Dutch idea to give jobs to French youths backfires
- Published
The Dutch social affairs minister has been criticised across the political spectrum for suggesting young jobless people from depressed French suburbs could take up jobs in the Netherlands.
Karien van Gennip was trying to address shortages in the Dutch labour market and added that "work also helps people get on the right track".
Political figures quickly pointed out a million Dutch people were out of work.
The minister quickly backtracked, saying the French idea was not a plan.
Ms Van Gennip stressed that she was merely responding to a European Commission plan to bring in migrant workers from outside the EU, which she said was "skipping a few steps", as there were plenty of young Europeans available to do the jobs.
"In France, they really have high youth unemployment, especially in the banlieue, far higher than we have here. I could imagine investing in the French or also for example in Spanish school-leavers, to let them work here in catering or horticulture," she told the Algemeen Dagblad newspaper.
In April, the European Commission proposed an EU talent pool, external to help employers find workers and make legal migration into the 27-country union more straightforward.
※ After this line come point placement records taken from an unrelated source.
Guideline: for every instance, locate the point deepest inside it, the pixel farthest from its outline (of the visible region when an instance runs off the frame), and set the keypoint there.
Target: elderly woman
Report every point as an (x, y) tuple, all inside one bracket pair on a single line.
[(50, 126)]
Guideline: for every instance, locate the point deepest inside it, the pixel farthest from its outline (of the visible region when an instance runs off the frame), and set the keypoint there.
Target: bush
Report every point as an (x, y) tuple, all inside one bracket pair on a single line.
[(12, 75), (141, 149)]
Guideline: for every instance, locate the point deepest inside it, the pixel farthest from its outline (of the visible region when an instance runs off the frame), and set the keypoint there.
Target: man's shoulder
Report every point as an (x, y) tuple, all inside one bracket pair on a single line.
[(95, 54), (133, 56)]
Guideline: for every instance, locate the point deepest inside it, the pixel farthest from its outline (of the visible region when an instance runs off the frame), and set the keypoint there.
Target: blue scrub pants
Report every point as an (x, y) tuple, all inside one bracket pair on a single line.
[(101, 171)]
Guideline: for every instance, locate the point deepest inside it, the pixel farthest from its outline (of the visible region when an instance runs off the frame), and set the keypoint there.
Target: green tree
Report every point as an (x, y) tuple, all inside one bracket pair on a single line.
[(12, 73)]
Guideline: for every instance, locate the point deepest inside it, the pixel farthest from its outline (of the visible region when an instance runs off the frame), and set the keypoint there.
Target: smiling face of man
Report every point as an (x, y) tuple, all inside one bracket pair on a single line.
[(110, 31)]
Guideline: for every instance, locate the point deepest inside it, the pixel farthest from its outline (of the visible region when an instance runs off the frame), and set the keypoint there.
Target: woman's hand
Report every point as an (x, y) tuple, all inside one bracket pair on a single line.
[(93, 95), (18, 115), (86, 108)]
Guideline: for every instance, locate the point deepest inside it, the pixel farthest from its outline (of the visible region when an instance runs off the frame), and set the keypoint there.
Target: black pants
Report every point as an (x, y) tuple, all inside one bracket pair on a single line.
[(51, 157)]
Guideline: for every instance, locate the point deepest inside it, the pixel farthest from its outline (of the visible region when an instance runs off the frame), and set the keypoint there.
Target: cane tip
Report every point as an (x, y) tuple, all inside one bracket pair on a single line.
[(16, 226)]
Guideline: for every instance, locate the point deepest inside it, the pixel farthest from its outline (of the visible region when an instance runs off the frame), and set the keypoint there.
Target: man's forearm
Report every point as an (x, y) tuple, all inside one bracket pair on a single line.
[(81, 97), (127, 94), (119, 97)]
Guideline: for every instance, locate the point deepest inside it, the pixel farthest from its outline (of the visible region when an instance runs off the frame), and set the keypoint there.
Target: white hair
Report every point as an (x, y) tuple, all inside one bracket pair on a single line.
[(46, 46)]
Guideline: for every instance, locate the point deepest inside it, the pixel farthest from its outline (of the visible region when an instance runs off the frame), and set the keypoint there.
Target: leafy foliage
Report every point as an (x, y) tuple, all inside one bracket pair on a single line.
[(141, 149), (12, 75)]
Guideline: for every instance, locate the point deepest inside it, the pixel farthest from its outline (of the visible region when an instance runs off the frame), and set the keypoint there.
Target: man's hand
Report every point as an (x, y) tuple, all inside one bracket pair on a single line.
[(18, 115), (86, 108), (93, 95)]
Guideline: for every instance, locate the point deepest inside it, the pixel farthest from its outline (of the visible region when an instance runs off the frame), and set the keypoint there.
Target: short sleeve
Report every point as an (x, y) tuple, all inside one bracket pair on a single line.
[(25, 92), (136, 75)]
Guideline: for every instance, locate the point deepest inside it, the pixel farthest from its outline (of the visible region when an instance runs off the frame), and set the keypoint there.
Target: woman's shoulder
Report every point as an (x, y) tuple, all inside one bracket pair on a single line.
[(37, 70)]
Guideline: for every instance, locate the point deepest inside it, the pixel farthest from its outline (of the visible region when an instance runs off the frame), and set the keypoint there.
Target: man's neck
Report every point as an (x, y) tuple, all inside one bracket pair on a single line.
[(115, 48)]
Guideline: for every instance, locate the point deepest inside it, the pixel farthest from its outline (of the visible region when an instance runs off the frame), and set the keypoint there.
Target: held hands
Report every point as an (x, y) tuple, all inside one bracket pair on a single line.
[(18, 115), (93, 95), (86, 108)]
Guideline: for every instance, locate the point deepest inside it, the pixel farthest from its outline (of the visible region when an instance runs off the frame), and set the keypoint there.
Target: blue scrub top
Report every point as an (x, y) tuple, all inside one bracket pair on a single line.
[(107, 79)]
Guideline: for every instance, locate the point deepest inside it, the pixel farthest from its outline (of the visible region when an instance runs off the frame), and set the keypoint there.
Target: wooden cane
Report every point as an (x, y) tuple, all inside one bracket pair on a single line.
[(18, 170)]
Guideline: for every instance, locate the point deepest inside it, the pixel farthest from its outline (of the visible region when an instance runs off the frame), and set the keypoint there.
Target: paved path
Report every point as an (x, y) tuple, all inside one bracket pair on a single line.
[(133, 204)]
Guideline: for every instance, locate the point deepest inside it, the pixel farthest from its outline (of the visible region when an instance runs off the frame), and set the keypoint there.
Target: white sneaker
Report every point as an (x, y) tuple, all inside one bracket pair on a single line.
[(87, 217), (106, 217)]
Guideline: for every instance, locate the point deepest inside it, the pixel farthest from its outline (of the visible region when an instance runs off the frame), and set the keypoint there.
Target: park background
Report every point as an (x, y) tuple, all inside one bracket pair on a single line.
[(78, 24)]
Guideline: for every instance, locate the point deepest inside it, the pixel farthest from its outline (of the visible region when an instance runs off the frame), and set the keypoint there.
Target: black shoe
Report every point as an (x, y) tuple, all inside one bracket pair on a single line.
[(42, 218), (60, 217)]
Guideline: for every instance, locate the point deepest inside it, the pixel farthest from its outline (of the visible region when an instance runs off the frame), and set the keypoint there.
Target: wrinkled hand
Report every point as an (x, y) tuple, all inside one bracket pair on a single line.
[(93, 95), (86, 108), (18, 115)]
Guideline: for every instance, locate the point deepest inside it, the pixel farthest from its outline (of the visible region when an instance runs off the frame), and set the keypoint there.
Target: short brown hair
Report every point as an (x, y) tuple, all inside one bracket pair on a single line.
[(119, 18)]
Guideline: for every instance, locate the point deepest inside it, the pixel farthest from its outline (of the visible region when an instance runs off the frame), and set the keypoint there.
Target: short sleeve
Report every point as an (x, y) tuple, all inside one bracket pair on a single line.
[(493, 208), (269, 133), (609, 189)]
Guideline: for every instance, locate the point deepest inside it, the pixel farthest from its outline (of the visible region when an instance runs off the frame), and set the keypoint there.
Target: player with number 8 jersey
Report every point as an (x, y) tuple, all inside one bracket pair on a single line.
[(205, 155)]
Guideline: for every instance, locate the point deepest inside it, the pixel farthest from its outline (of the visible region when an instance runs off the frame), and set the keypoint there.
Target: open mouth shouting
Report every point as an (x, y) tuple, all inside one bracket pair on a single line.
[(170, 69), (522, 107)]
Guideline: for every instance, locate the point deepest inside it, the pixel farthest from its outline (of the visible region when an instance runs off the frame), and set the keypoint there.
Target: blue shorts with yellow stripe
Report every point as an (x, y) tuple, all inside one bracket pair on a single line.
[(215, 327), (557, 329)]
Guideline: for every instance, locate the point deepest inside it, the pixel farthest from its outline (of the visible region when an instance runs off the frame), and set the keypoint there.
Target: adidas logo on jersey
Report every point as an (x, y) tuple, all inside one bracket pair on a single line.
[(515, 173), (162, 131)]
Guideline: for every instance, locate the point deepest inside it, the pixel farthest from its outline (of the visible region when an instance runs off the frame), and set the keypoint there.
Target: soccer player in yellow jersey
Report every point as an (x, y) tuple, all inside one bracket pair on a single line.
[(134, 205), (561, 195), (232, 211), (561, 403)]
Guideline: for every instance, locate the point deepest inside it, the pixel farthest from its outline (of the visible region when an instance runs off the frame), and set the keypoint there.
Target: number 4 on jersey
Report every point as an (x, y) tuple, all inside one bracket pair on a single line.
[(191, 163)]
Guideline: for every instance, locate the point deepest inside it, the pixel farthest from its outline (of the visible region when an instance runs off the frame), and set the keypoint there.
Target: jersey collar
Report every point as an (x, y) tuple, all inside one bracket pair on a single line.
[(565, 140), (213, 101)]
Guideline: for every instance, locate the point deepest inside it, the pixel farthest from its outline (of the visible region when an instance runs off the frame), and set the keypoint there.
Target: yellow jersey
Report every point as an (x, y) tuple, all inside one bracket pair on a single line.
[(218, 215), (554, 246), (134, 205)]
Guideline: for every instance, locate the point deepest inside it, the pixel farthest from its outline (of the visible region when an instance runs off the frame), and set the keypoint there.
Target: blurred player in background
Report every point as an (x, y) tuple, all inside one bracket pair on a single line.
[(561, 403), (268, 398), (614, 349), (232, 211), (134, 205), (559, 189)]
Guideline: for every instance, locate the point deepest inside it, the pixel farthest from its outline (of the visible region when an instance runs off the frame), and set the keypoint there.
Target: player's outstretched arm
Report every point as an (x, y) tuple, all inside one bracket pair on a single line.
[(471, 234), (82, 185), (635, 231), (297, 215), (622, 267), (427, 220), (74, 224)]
While the Dutch minister felt great responsibility for the one million Dutch people who had no job despite labour shortages, she said: "If we want to function as a single Europe, then we should also be concerned about youth unemployment in other European countries."
Unemployment in the Netherlands was 3.2% in April, but in France it is as high as 7.2%. A 2021 study found that 13.5% of 15 to 29-year-olds in metropolitan France were not in employment, education or training.
Joblessness is particularly acute in the high-immigrant suburbs of Seine-Saint-Denis in northern Paris and northern districts of Marseille in the south.
The centre-right Dutch employment minister's interview prompted criticism from left and right. "The Dutch labour market is no re-education programme for foreign youths with problems," said liberal MP Zohair El Yassini.
Far-right leader Geert Wilders complained that Dutch farmers were going out of business and the government wanted to import North African immigrants from France.
Union leader Piet Fortuin said two-thirds of people over 55 were having a tough time finding work and a million people had been left on the sidelines.
Ms van Gennip agreed that the first priority was to help the million Dutch people out of work, as well as part-time workers, "and we currently have around 800,000 migrant workers already in the Netherlands, and we don't treat them all that decently".
While there was no plan to import French youths, she said she was trying to make the point that there were alternatives that should be explored before the EU brought in non-European workers.